Next-generation energy storage technology companies redT and Avalon have merged to form Invinity Energy Systems, to further develop vanadium flow technology as a competitor to the lithium-ion (Li-ion) designs that have come to dominate the market as the global renewables build-out gathers pace.
Invinity believes its battery design, based around a non-flammable, liquid electrolyte held in tanks within a self-contained module, which has a 20-25 year operating life and does not degrade as fast as conventional batteries, will be “well suited to heavy-duty, daily use” storing solar and wind power production.
“The merged company will be a world leader in flow batteries,” said Invinity CEO Larry Zulch. “This gives us the platform to compete head-to-head against incumbent Li-ion giants, and in so doing prove that our robust, safe, non-degrading energy storage solutions are the best option for delivering the world’s ambitious decarbonisation targets.”
Chief commercial officer Matt Harper added: “ Invinity combines the best of British [London,UK-based redT] and North American [Vancouver, Canada-based Avalon] flow battery expertise. By uniting the strengths of the two businesses under one brand, we can realise the huge potential of this game-changing energy storage technology and unlock significant commercial opportunities worldwide.”

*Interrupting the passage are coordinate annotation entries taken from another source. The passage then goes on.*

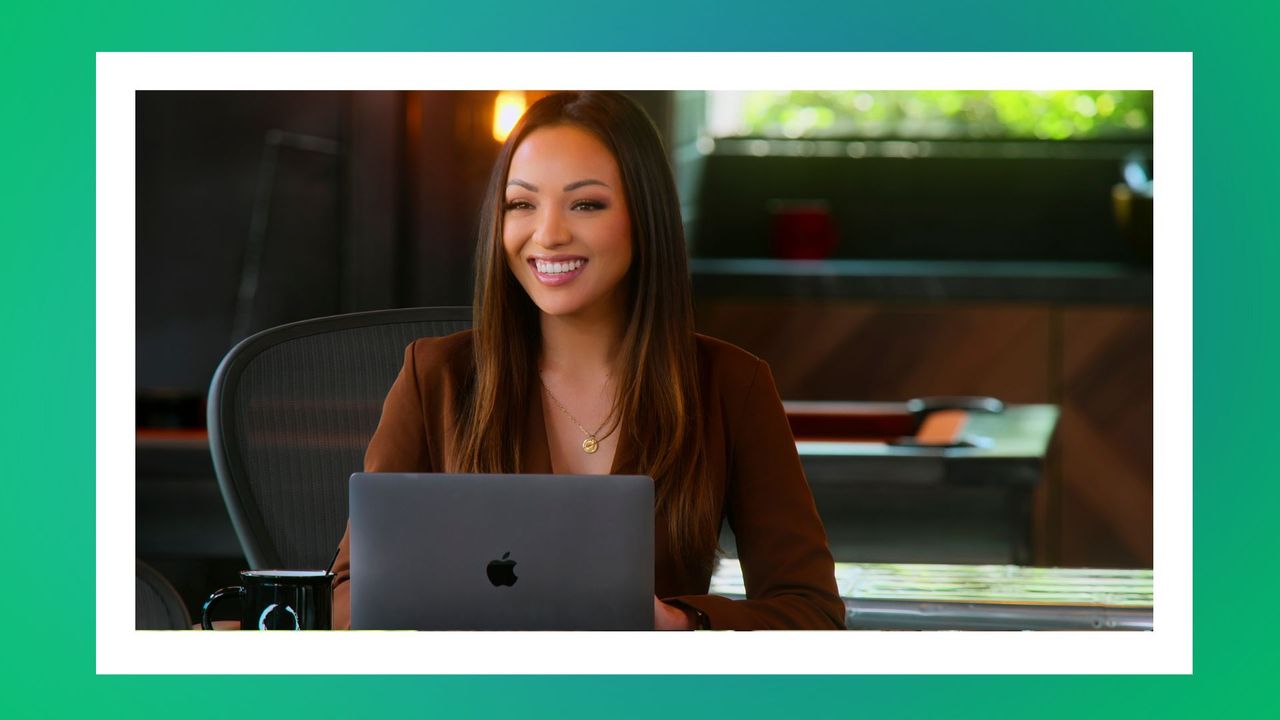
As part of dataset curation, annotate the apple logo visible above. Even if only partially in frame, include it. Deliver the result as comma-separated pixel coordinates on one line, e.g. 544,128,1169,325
485,551,518,587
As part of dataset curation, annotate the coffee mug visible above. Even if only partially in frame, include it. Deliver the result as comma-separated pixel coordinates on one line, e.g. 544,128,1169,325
200,570,333,630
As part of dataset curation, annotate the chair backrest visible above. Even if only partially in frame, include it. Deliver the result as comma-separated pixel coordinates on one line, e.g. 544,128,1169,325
209,307,471,569
133,560,191,630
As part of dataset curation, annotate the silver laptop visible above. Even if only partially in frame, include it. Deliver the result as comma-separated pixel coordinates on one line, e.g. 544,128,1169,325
351,473,654,630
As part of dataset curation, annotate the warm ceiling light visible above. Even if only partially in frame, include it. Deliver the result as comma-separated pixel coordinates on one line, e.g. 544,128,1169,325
493,90,525,142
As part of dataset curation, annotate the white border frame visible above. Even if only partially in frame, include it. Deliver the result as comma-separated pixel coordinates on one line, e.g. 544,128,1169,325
96,53,1192,674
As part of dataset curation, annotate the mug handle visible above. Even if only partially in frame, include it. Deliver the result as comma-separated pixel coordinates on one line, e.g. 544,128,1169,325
200,585,244,630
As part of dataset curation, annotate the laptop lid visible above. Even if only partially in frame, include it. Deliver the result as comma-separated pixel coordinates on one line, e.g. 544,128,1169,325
351,473,654,630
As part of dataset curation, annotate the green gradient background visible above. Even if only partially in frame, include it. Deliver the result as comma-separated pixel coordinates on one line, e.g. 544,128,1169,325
0,0,1264,717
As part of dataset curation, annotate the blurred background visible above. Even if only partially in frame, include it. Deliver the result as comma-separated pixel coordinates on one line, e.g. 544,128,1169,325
136,90,1153,615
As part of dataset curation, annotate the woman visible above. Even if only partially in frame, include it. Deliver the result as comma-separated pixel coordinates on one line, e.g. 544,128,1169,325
334,92,844,629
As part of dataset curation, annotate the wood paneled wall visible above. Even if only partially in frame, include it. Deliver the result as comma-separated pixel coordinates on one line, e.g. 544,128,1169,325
696,299,1152,568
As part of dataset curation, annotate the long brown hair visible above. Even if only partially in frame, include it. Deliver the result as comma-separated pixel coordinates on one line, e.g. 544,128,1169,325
452,92,719,570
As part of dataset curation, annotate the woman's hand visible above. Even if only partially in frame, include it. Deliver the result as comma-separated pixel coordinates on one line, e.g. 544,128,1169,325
653,596,694,630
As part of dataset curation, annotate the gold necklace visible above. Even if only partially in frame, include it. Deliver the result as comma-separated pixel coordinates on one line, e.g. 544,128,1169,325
538,375,618,455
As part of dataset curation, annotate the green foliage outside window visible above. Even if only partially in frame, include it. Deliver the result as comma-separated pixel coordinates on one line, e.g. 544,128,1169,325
727,90,1152,140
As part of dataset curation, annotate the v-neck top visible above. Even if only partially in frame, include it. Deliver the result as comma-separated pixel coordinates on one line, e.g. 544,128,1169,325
333,331,845,630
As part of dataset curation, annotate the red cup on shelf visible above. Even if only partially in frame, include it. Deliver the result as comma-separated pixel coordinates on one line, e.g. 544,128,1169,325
769,200,838,260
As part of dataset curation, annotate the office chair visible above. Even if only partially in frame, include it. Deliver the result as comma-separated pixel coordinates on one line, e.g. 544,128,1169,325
209,307,471,569
133,560,191,630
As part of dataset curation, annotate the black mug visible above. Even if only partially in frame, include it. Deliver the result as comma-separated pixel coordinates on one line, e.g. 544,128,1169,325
200,570,333,630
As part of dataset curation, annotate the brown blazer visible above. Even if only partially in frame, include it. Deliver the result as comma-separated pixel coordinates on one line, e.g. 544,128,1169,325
333,331,845,630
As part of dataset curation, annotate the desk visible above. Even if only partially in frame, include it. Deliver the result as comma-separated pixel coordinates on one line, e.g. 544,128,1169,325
710,557,1153,630
721,402,1059,565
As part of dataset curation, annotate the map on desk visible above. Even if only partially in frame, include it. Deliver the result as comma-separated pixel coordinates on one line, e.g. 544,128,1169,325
710,557,1153,607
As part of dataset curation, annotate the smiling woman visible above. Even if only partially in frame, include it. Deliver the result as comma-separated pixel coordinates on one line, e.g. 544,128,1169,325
334,92,845,629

Invinity, which will be headquartered in the UK and Canada with regional presence in the US, South Africa and China, is eyeing a global energy storage market forecast for some $70bn in new investment by 2024, and which could grow into a $4.3bn sector by 2028.
Alongside a portfolio of more than 40 flow battery energy storage projects worldwide, the merged company has a development pipeline that includes supplying vanadium flow batteries for Britain’s £50m Energy Superhub Oxford .
Though Li-ion batteries have come to monopolise the energy storage markets in recent years, other technologies based on vanadium flow, liquid air, and hydrogen have been making in-roads to a market Bloomberg New Energy Finance forecast will grow 122-fold from 9GW/17GWh in 2018 to over 1TW/850GWh by 2040.
New battery chemistries were picked out alongside high-temperature heat pumps and green hydrogen by international energy consultancy DNV GL to lead the ‘second phase’ energy transition technologies that will build on the ongoing wind- and solar-powered shift.